Final Report Summary - HYWIRE (Hybrid Nanowire Devices for Quantum Information Processing)
The primary objective of this project was to develop next generation hybrid superconductor semiconductor nanowire quantum devices, using superconducting resonator circuits to demonstrate spin-photon coupling and probe Majorana bound states. The project was to focus on molecular beam epitaxy-grown InSb nanowires and use deterministic assembly techniques to precisely place nanowires.
The project began by developing spin qubit devices based on Ge/Si core/shell nanowires (NWs). Ge/Si NWs were chosen over InSb NWs as these materials have potentially much longer coherence times (as nuclear spins can be eliminated) while still possessing strong spin-orbit interaction for fast electrical control. Shortly after the project began however we decided to pursue a new – and so far very promising – research direction developing a different type of nanowire-based hybrid qubit. This change in research direction occurred for two reasons. First, it became clear early on that Ge/Si NW quantum dot devices, although they have great potential, are challenging to work with and presently suffer from substantial charge noise. Second, the very recent development at the Center for Quantum Devices, University of Copenhagen (QDev) of semiconductor InAs nanowires with epitaxial superconducting Al contacts presented the opportunity to develop high quality superconducting qubits based around these novel nanowire materials.
We have subsequently made and demonstrated a superconducting qubit where the Josephson junction is a semiconductor nanowire with superconducting Al contacts. This qubit, which we call the ‘gatemon’, is controlled using voltages on high impedance gate electrodes, in contrast to most conventional superconducting qubits which are controlled using large (~ milliampere) on chip currents. Voltage control may offer significant advantages for scaling superconducting qubit devices as it allows for very low power dissipation operation; this is an important consideration given that superconducting qubit devices require millikelvin temperatures.
In the first year of this project, we demonstrated the gatemon qubit and showed promising coherence times (~1 microsecond). Our work was published in Physical Review Letters as an Editor’s choice and highlighted by Science Magazine and the American Physical Society’s journal Physics. In the second year of the project we further explored this gatemon qubit. We have demonstrated improved coherence times (up to 10 microseconds) and performed randomized benchmarking experiments to show single qubit gate errors better than 0.7% (limited by qubit relaxation times). We have also shown two qubit controlled-phase gate operation using two capacitively coupled gatemon devices.
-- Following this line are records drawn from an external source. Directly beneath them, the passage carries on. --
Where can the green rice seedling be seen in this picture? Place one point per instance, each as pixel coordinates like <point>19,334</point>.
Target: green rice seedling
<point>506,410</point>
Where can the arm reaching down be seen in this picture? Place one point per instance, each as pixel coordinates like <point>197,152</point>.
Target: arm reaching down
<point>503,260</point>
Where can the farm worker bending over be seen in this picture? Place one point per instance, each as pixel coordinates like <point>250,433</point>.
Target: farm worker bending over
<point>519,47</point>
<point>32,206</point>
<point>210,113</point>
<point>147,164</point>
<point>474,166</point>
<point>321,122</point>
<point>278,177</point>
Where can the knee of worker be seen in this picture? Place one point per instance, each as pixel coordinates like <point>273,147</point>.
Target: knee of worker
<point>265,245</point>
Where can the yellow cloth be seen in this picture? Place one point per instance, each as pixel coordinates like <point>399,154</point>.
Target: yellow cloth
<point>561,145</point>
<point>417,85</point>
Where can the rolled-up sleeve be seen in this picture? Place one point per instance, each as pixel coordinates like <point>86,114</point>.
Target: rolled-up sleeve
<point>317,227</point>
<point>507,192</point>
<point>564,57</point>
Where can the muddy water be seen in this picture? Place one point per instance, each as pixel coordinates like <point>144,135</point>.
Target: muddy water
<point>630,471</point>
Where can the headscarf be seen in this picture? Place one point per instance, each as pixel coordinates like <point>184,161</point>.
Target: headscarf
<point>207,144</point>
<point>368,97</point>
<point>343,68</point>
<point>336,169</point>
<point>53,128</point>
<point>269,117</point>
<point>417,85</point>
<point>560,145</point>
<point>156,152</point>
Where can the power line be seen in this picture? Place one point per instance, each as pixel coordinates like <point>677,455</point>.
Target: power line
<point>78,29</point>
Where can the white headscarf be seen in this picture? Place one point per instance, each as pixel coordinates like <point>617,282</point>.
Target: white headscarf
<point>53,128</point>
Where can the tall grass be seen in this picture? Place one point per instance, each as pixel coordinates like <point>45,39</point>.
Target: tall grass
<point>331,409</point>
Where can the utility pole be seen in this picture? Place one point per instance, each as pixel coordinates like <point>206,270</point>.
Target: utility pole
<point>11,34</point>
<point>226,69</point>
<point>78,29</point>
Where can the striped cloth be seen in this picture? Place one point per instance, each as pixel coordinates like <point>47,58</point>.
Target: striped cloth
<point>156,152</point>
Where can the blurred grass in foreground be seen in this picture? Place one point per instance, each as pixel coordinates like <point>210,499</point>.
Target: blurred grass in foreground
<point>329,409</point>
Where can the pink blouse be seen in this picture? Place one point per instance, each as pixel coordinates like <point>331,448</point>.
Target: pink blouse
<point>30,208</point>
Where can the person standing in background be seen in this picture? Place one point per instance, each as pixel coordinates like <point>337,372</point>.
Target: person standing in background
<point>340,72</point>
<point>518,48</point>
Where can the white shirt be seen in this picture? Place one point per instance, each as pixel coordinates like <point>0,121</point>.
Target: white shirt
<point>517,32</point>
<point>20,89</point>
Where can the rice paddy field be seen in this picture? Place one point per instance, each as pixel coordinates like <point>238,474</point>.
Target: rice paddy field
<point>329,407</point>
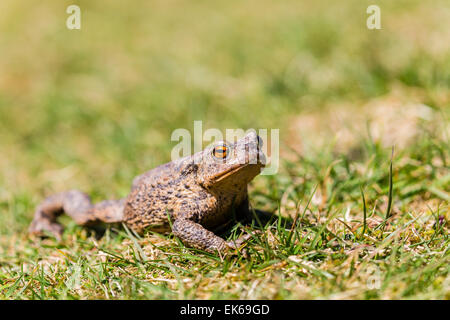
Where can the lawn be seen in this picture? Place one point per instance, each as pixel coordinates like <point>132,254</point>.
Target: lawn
<point>361,198</point>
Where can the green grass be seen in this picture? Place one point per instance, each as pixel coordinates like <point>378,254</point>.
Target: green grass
<point>91,109</point>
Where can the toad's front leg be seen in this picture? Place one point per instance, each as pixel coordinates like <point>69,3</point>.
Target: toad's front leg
<point>195,235</point>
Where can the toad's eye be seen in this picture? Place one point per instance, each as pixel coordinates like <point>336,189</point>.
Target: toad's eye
<point>220,152</point>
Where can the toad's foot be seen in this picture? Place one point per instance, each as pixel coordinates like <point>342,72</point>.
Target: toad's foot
<point>79,207</point>
<point>195,235</point>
Just prior to the completion of the project our paper on this work was accepted to Physical Review Letters and has since been published.
Along with developing this new type of qubit we have also implemented a setup for picking up and precisely placing individual nanowires. This setup allows for deterministic assembly of nanowire devices and is currently being used by many researchers at QDev. All transfer of knowledge objectives for the project have been achieved with two dilution refrigerator systems presently configured for measurements of high frequency superconducting circuits and qubits. Students and a postdoc have been trained in the fabrication and measurement of these newly developed gatemon qubit devices.
In summary, while the project has evolved somewhat from its original objectives, we believe it has opened up a promising new research direction that is very much in the spirit of the original proposal. Going beyond this project we plan to continue development of semiconductor-based superconducting qubit devices. We are optimistic these qubits will present a highly viable alternative to conventional superconducting qubit technology, enabling novel qubit designs as well as new means of controlling and coupling superconducting qubits.
The project began by developing spin qubit devices based on Ge/Si core/shell nanowires (NWs). Ge/Si NWs were chosen over InSb NWs as these materials have potentially much longer coherence times (as nuclear spins can be eliminated) while still possessing strong spin-orbit interaction for fast electrical control. Shortly after the project began however we decided to pursue a new – and so far very promising – research direction developing a different type of nanowire-based hybrid qubit. This change in research direction occurred for two reasons. First, it became clear early on that Ge/Si NW quantum dot devices, although they have great potential, are challenging to work with and presently suffer from substantial charge noise. Second, the very recent development at the Center for Quantum Devices, University of Copenhagen (QDev) of semiconductor InAs nanowires with epitaxial superconducting Al contacts presented the opportunity to develop high quality superconducting qubits based around these novel nanowire materials.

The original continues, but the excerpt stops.